Le mélodrame est amplifié par les deux séquences les plus dramatiques comme le viol de Nadia par Simone devant son frère et ses amis ; l’assassinat de Nadia. Visconti utilise la caméra pour une mise en scène qui dessine la forme de cet aspect : c’est alors qu’il utilise les premiers plans pour les dialogues les plus forts et les plus passionnés entre les personnages et les plans larges dans les séquences mentionnées ci-dessus ou pour reprendre la foule lors de l’affrontement à l’extérieur du palais des sports. La photographie en noir et blanc de Giuseppe Rotunno amalgame les images, confectionnant et englobant l’atmosphère tragique de l’événement.

« Rocco e i suoi fratelli » provoque polémique et attaques avant même sa sortie. En Italie, la censure est encore forte, mais la période historique qui voit le gouvernement Tambroni, appuyé par la droite fasciste, et par le ministre de l’Intérieur Scelba, voit dans le film une œuvre idéologique à frapper pour la façon dont il représente la nation.

C’est précisément l’aspect idéologique - l’affrontement métaphorique entre bourgeoisie et prolétariat - et la représentation d’un pays où le boom économique n’apporte pas seulement du progrès, qui frappe le plus la politique du gouvernement. Nous avons ensuite les déclarations de Giulio Andreotti qui, en s’inspirant des Jeux olympiques qui se déroulent à Rome précisément en 1960, déclare de préférer la jeunesse vigoureuse et belle des sportifs à celle du film de Visconti. « Rocco e i suoi fratelli » est coupé dans les scènes les plus violentes, mais même avec ces opérations il subit une série de dénonciations et de persécutions judiciaires par de nombreux procureurs dans toute l’Italie. De plus, il faut ajouter un accueil peu enthousiaste de la part d’une fraction de la critique de gauche qui se conforme aux indications du Parti Communiste, mais qui souligne néanmoins les aspects d’une représentation des Méridionaux stéréotypés, tandis que la plus convaincue met exclusivement en évidence la thématique idéologique du film; de l’autre côté, l’accueil du public est contrasté : Visconti voulait parler aux gens ordinaires avec son film, mais il ne parvient pas à provoquer une identification pour un public qui travaille toute la journée et s’attend à s’amuser et à s’évader du cinéma et ne pas se reconnaître avec la vie aigre et difficile du quotidien.

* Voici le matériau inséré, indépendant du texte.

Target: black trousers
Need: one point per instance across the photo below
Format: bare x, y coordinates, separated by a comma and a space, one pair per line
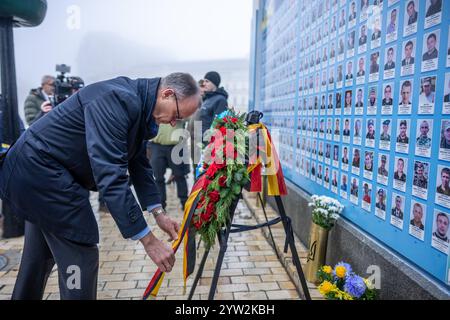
77, 266
160, 160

Le film devient ainsi un champ d’affrontement idéologique entre l’opposition et le gouvernement et en fait les frais également à l’Exposition de Venise, où « Rocco e i suoi fratelli » reçoivent "seulement" le Lion d’Argent au détriment du film d’André Cayatte, "Le passage du Rhin", lors de votes vifs du jury qui, tout en reconnaissant ses qualités artistiques supérieures, lui préfère le film français.

Après la déception pour le traitement réservé à son œuvre et la persécution contiguë de la censure de l'"Arialda" de Giovanni Testori, mise en scène au théâtre Eliseo de Rome en décembre de la même année, la volonté de Luchino Visconti avait été de se retirer en France et de ne plus diriger d’œuvres sur le sol italien, volonté ensuite non mise en œuvre.

 

« Il Gattopardo » (Le Guépard), 1963

« Il Gattopardo » (Le Guépard), 1963

Partie 7

Un passé à défendre : Il Gattopardo (Le Guépard)

Lors de la seizième édition du Festival de Cannes de 1963, le jury présidé par l’écrivain Armand Salacrou décerne le plus grand prix à « Il Gattopardo » (Le Guépard). Malgré la présence en compétition de nombreux noms prestigieux, parmi lesquels Robert Aldrich, Marco Ferreri et Ermanno Olmi, Luchino Visconti remporte, à près de soixante ans, la Palme d’or pour un des films qui définissent le mieux l’esthétique et les contenus de sa poétique.

Le maître milanais a déclaré ensuite que ce film représente la réalisation de la synthèse entre "Mastro Don Gesualdo" de Giovanni Verga et la "À la recherche du temps perdu" de Marcel Proust : cela démontre la complexité qui a revêtu cette transposition et ce qu’il a représenté dans l’imaginaire cinématographique.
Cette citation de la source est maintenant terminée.